Since the USPS did require authentication to access the API in the first place, they did one better than First American. Unfortunately, equating authentication and authorization is a common mistake which often results in data breaches like these, where the impact can be outsized.
How to Prevent this Vulnerability
One way to prevent this vulnerability is to have each developer implement authorization checks on a per API basis. But many enterprises prefer to manage and implement authorization centrally.
Using the Adaptive Access Security solution from Ping, these enterprises are implementing a combination of medium- and fine-grained authorization to protect against unauthorized and/or unintentional access and potential data exposure. The solution secures APIs by enforcing an authorization check and filtering the data returned in the request. It does this in accordance with externalized data access policies composed by business users (e.g., security and compliance professionals) in a graphical interface.
The human element is often the weakest link in any organization’s security chain. A simple phishing email can compromise an entire organization’s systems without the right controls in place to prevent lateral movement. When this type of breach is successful, the access gained can then be used to extend the attack beyond the initial target to its customers, too. Our next example is the story of such a compromise.
In early 2019, a large IT outsourcing firm was hacked, but their systems may not have been the ultimate target. Because they are a trusted vendor to many other companies, the attackers used their ill-gained access to launch further attacks against the company’s customers.
The initial system breach was the result of a successful phishing campaign against the company’s employees, which gave the hackers access to administrative credentials used to manage client accounts. From there, it’s believed the cybercriminals launched attacks against the company’s customers with the motive to access their customer names and systems to steal victims’ money through retail and financial gift card fraud.
This example demonstrates the importance of yet another Zero Trust principle: assume all systems and devices are potentially compromised. This approach is advocated by Gartner’s Continuous Adaptive Risk and Trust Assessment (CARTA) framework and is a fundamental security practice crucial to any Zero Trust architecture.

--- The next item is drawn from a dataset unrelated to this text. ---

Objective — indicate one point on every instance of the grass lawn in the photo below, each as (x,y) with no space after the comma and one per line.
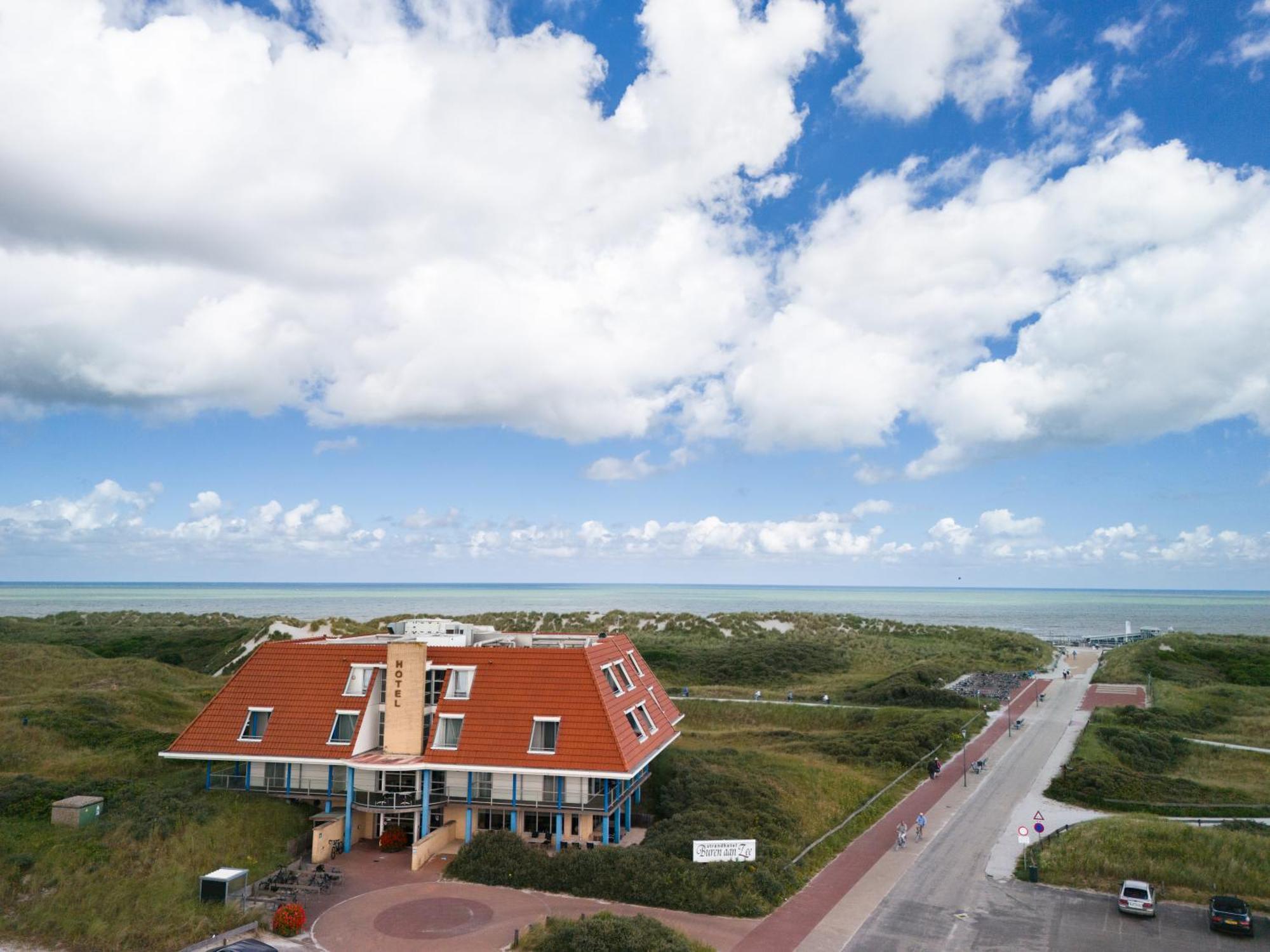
(780,775)
(130,882)
(1213,687)
(1188,864)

How to Prevent this Vulnerability
When you assume that all systems are potentially compromised at any time, you need to take a different and increasingly intelligent approach to identity and access management (IAM).

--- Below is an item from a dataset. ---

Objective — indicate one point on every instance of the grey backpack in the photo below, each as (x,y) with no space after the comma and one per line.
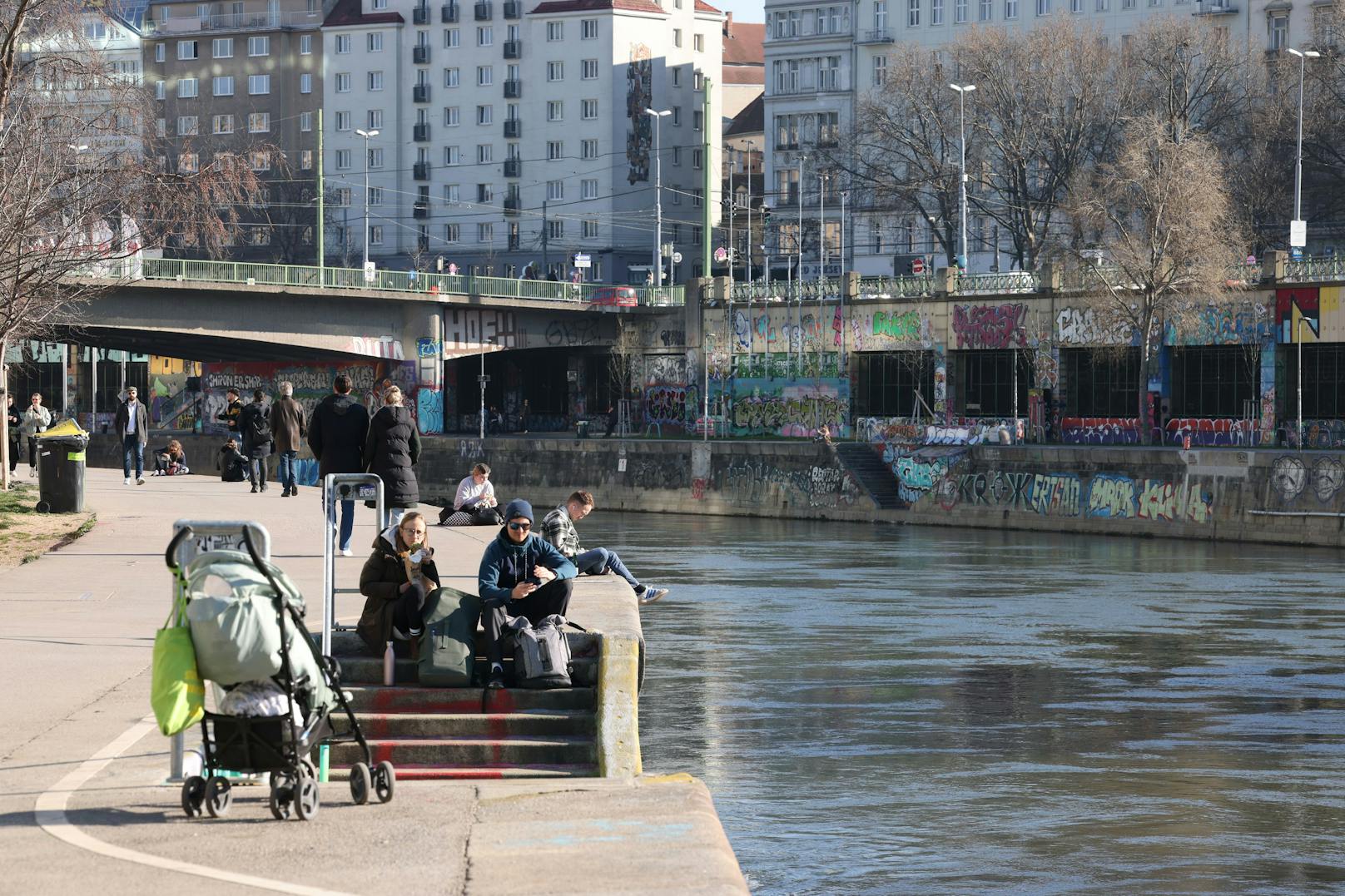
(541,653)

By implementing an Adaptive Access Security solution at the web, API and data layers, you can use signals from internal and external systems to establish the circumstances for when access can be permitted, as well as to isolate abnormal behavior. With a centralized access security solution powered by a comprehensive policy engine and AI-powered API security, you’re able to identify and monitor atypical behavior.
You can then provide an additional layer of protection with adaptive MFA, which is a key capability of Workforce360, Ping’s proven workforce authentication authority solution for enterprises. This approach allows the overall system to be more resilient than an individual component as shared signals make for a more dynamic access approach.

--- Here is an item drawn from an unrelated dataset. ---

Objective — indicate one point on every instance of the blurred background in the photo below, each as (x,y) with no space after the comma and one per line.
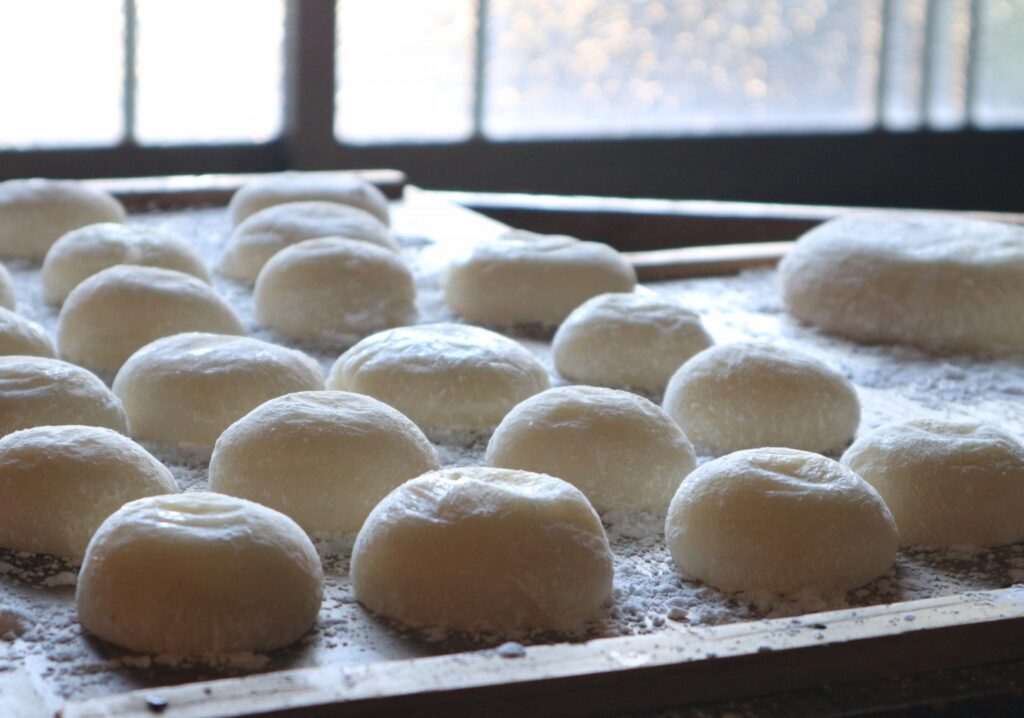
(897,102)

Digital transformation is changing and evolving how we do business in lots of exciting ways. But it’s also expanding the attack surface for cybercriminals. The principles of Zero Trust center around the reality that organizations can no longer trust anything or anyone inside or outside of their perimeters, so they must verify everything and everyone before granting access. These concepts just make sense for today’s security challenges and can provide the protection you need against a never-ending barrage of threats.